Tax base growth no windfall

There has been a lot of controversy over Canadian Horizons proposed development plans on The Naramata Bench.  One of the arguments continually made is that it will increase Penticton’s tax base.  Some people are under the impression that a larger tax base will solve many of Penticton’s problems as the new tax windfall pours in.  

This is a myth. 

The fact is the more Penticton spreads out and leapfrogs into agricultural territory the more it costs to maintain the ever-expanding infrastructure. 

Just ask Calgary as they are about to turn down 11 proposed developments on the outer perimeter of the city in an attempt to control demand and stop the rising tax burden.  “New neighbourhoods contributed to property tax increase of 0.75 per cent in 2019 and increases of 0.5 per cent per year to water utility rates between 2019 and 2022”.

Just ask Halifax who in 2015 did an exhaustive study and determined that “the cost of providing services and infrastructure maintenance to a home in a new suburb averages $3,462 per year, while servicing a home in an existing mature community costs less than half that, at $1,416.”

Just ask Winnipeg who’s population grew by 197,021 from 1971 to 2019.  A 37% increase while over the same period the city’s built-up area increased by 96%.  It also creates a divided city as the “haves” flee to the suburbs and the “have-nots” are left with a crumbling downtown.

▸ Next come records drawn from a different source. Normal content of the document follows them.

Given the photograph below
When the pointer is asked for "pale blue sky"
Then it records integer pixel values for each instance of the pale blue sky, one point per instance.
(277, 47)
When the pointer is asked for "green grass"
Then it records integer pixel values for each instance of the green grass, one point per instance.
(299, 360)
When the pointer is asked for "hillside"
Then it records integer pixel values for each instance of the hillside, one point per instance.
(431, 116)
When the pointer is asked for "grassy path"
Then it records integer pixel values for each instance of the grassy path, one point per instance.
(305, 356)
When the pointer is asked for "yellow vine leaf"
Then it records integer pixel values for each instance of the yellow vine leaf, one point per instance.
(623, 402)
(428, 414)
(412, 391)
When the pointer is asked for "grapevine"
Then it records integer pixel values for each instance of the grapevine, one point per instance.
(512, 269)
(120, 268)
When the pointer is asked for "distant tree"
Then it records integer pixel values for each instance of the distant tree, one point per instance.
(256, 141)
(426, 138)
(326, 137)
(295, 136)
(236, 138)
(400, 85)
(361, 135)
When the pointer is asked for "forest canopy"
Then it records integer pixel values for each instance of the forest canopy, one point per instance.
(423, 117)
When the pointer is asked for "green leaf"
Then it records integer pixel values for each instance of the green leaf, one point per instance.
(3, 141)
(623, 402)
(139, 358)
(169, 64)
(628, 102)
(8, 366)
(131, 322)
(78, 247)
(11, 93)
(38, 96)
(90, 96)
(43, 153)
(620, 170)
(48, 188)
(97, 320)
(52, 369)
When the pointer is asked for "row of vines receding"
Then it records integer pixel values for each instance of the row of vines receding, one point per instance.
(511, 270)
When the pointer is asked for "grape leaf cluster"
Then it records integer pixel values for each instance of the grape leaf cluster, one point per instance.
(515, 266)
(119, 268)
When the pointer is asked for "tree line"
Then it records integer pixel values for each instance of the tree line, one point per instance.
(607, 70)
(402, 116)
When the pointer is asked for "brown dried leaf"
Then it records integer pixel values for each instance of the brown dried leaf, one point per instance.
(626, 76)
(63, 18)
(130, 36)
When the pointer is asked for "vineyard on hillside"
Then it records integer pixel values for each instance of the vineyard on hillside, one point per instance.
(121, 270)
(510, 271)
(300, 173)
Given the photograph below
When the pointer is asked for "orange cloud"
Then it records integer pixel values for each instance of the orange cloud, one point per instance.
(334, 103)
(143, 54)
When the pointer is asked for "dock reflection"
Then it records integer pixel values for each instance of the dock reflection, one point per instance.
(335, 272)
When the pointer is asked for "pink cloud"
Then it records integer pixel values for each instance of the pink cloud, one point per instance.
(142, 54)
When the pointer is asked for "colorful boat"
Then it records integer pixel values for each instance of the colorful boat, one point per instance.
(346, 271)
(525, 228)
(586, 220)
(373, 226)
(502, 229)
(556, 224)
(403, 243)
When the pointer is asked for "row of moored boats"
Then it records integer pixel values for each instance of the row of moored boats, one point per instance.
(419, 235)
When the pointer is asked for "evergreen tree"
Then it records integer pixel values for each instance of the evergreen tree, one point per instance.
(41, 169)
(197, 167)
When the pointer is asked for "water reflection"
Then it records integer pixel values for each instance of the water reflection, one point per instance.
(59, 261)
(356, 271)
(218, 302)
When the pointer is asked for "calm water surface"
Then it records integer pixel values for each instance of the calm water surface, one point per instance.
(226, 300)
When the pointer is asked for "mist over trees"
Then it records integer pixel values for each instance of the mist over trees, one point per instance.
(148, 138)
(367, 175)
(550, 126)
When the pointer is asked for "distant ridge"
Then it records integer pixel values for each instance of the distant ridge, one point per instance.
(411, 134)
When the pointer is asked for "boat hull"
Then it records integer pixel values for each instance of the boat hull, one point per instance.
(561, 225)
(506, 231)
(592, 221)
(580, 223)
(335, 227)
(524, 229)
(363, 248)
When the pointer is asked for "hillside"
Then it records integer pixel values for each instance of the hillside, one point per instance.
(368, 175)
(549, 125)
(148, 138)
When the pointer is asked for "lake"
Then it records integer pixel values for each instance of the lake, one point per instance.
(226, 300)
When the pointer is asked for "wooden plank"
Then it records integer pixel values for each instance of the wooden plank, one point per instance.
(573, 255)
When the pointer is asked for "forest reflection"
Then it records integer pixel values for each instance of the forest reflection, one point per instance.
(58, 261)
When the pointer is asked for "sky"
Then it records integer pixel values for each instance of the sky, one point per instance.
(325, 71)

Just ask Edmonton who found that the long-term servicing and infrastructure costs for 17 proposed edge communities will exceed their return in tax revenues by $4 billion over the next 50 years.

For those of you who think more people = more taxes = less crime just ask Vancouver.  If that myth were true then Vancouver would be the safest, crime free city in BC . 

The developer would also have you believe that more homes = more affordable homes.  Another myth. Just ask Toronto where the average house price in the Greater Toronto Area in August 2020 hit a record $943,710 after building 27,294 new homes over the previous 8 months. 

My point is that enlarging your tax base is not the answer to these complex problems and only accomplishes one thing.  It turns your small city with small city problems into a big city with big city problems.